Linnea Lorentzen

Welcome!

I am a Tenure-Track Assistant Professor of Economics at the University of Oslo.

My research interests lie in International Trade and Labor Economics. 

linnea.lorentzen@econ.uio.no

Find my CV here.

University of Oslo profile

Research:

The Unequal Effects of Trade and Automation across Local Labor Markets, with Simon Galle
Journal of International Economics (Forthcoming, 2024)
Online Appendix, Replication Package

We quantify the joint impact of the China shock and automation of labor, across US commuting zones (CZs) in the period 2000-2007. To this end, we employ a multi-sector gravity model of trade with Roy-Fréchet worker heterogeneity across sectors, where labor input can be automated. Automation and increased import competition from China are both sector-specific; they lead to contractions in a sector's labor demand and a decline in relative income for CZs more specialized in that sector, amplified by a voluntary reduction in hours worked and an increase in frictional unemployment. The estimated model fits well with the aggregate performance of manufacturing subsectors and with the variation across CZs in changes in average income, the hourly wage, hours worked, the employment rate and employment in manufacturing. By itself, the China shock has stronger distributional effects than automation, but its impact on aggregate gains is less than a third of automation's impact.
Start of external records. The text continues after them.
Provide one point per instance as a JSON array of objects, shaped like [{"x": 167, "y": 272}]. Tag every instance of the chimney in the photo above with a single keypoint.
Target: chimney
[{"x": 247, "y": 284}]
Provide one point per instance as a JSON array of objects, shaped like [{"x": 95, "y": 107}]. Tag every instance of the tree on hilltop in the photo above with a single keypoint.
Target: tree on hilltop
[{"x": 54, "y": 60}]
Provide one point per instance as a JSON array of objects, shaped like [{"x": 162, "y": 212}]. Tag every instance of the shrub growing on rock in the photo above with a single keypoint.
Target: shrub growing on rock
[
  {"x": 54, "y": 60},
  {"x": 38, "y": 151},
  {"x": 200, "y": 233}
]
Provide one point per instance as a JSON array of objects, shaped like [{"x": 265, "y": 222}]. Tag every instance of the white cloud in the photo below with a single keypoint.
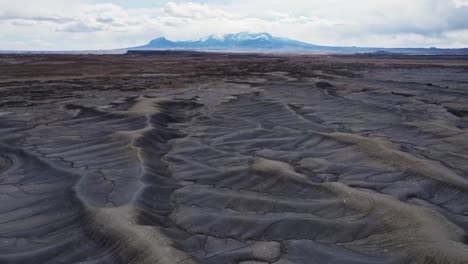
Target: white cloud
[{"x": 85, "y": 24}]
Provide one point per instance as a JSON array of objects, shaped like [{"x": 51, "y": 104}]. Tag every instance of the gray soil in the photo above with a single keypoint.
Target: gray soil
[{"x": 230, "y": 158}]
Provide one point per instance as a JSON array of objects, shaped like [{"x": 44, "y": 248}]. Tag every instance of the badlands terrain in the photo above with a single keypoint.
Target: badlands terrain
[{"x": 233, "y": 158}]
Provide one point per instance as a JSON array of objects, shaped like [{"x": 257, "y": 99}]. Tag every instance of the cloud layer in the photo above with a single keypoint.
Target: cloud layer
[{"x": 87, "y": 24}]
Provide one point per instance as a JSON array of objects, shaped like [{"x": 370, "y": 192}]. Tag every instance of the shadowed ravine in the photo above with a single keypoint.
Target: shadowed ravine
[{"x": 321, "y": 166}]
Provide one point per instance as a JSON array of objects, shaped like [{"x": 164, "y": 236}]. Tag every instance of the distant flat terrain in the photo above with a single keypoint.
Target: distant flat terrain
[{"x": 233, "y": 158}]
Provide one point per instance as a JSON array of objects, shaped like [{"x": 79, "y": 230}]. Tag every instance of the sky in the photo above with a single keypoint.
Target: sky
[{"x": 109, "y": 24}]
Domino Effects: Understanding Sectoral Reallocation and its Wage Implications
Awarded the prize for the Best Paper at the 21st Annual GEP/CEPR Postgraduate Conference 


How do sector-specific shocks induce workers to move between sectors, and what is the impact on the distribution of earnings? While we know that sector-specific shocks affect workers in directly exposed sectors, less is known about the equilibrium effects on indirectly exposed workers. This paper studies how shocks hitting one sector can, mediated through sectoral reallocation, impact workers across sectors. Specifically, I study the sectoral reallocation in Norway, driven by the collapse in the price of Brent Crude Oil in 2014. The data shows the worker reallocation to be asymmetric; the oil workers moved into certain destination sectors in particular. By exploiting variation in into which sectors oil workers had been moving pre-shock, I provide novel empirical evidence on how workers in sectors more exposed to worker inflows experienced a relative reduction in earnings growth and an increased probability of leaving their sector. To quantify the equilibrium effects, I employ a Roy model of sectoral reallocation where sectoral skills are distributed log-normally and correlated across sectors. I calibrate the skill correlations by targeting the sectoral reallocation observed in the data. The model simulates the counterfactual reallocation driven by the shock in isolation and quantifies the magnitude of the equilibrium effects. The quantitative results show that, on average, across local non-tradable sectors, the shock is associated with a real wage decline of 12% of the oil sector real wage decline, with a maximum of 70%.